Football has been the major discourse for the downfall of the PAC-12. Massive struggles over media rights and deals led to certain schools holding certain conferences.
“The regents did the math. UCLA was supposed to make $62 million per year from the Big Ten’s new mega media rights deal. The Bruins’ travel costs to compete in the Midwest-based conference were expected to be in the range of $10 million to $12 million annually” (J. Brady McCollough, Staff Writer, Los Angeles Times).
The PAC-12 in recent years had become notorious for poor outcomes in football, namely only making the newer four-team CFP just twice (before Washington’s run and second-place finish behind Michigan in 2024). However, the “Conference of Champions” does excel in Olympic sports like men’s and women’s gymnastics, rowing, volleyball, swim, and dive, etc. PAC-12 softball is also highly coveted, as well as recently women’s basketball (teams like Stanford and Oregon State).

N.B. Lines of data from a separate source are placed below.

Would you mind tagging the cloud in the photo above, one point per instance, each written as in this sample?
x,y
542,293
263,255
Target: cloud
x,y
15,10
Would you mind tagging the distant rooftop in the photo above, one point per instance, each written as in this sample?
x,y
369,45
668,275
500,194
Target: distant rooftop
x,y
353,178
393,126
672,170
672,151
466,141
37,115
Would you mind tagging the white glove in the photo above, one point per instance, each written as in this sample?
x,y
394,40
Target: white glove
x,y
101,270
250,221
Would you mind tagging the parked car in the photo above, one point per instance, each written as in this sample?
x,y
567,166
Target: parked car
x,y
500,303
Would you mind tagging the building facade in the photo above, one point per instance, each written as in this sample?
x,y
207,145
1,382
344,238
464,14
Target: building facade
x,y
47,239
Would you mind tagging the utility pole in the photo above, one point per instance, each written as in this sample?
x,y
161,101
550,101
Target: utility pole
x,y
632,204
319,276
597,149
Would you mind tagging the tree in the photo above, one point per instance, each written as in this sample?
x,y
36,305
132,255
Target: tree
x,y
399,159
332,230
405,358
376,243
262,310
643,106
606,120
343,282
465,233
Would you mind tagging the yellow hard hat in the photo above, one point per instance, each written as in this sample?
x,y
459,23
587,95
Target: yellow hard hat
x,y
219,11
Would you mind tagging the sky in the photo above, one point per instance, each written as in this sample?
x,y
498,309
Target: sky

Massive conference shake-ups, like what is happening with the PAC-12, affect more than what scratches the surface. Simply put travel, even just thinking about football, is costly and taxing on the student-athlete. Washington put out their tentative 2024 Big Ten football schedule, flying out east five times, mostly back-to-back. This concept also applies to the other Big Ten teams also now needing to travel out west multiple times for a regular season conference game.
As an athlete on the acrobatics and tumbling team here at Gannon, I understand traveling cross country, multiple times within one semester even in order to compete against necessary opponents. In my freshman season, 2022, the team flew out to California and Oregon to compete against Azusa Pacific and later that week against Oregon. Later that semester, the week before final exams, we traveled back out to Eugene for the NCATA National Championship, then arrived back on campus the evening before the first day of exams. The next season the team made a similar trip, from California to Oregon, and added on a bus trip to South Carolina. This season we’ve traveled to North Carolina, and Texas, and will head to Connecticut in early April.
I empathize with non-football athletes in the PAC-12 who are now thrust into a new student-athlete lifestyle they may not have necessarily signed up for. I knew coming to Gannon I would be nowhere close to home and be on the road often in order to compete at the level necessary. Athletes who may have dreamed about taking part in rivalries like “Battle for the Bay,” “Apple Cup,” “Civil War,” and many others are now forced to games with no connections, in order for football to achieve their image and monetary gains.
Athletes who may have chosen their particular programs for academics, and the ability to compete and travel closely to focus on those academics are now in a tight position with traveling and potentially missing valuable class time.
A new era of college athletics has ushered in. Money reigns supreme, obviously with NIL and now media rights/TV deals from conference to conference. The athlete has morphed into entertainment, and viewers and boards of decision-makers seem to forget that they’re students at a very high level on top of their athletic careers.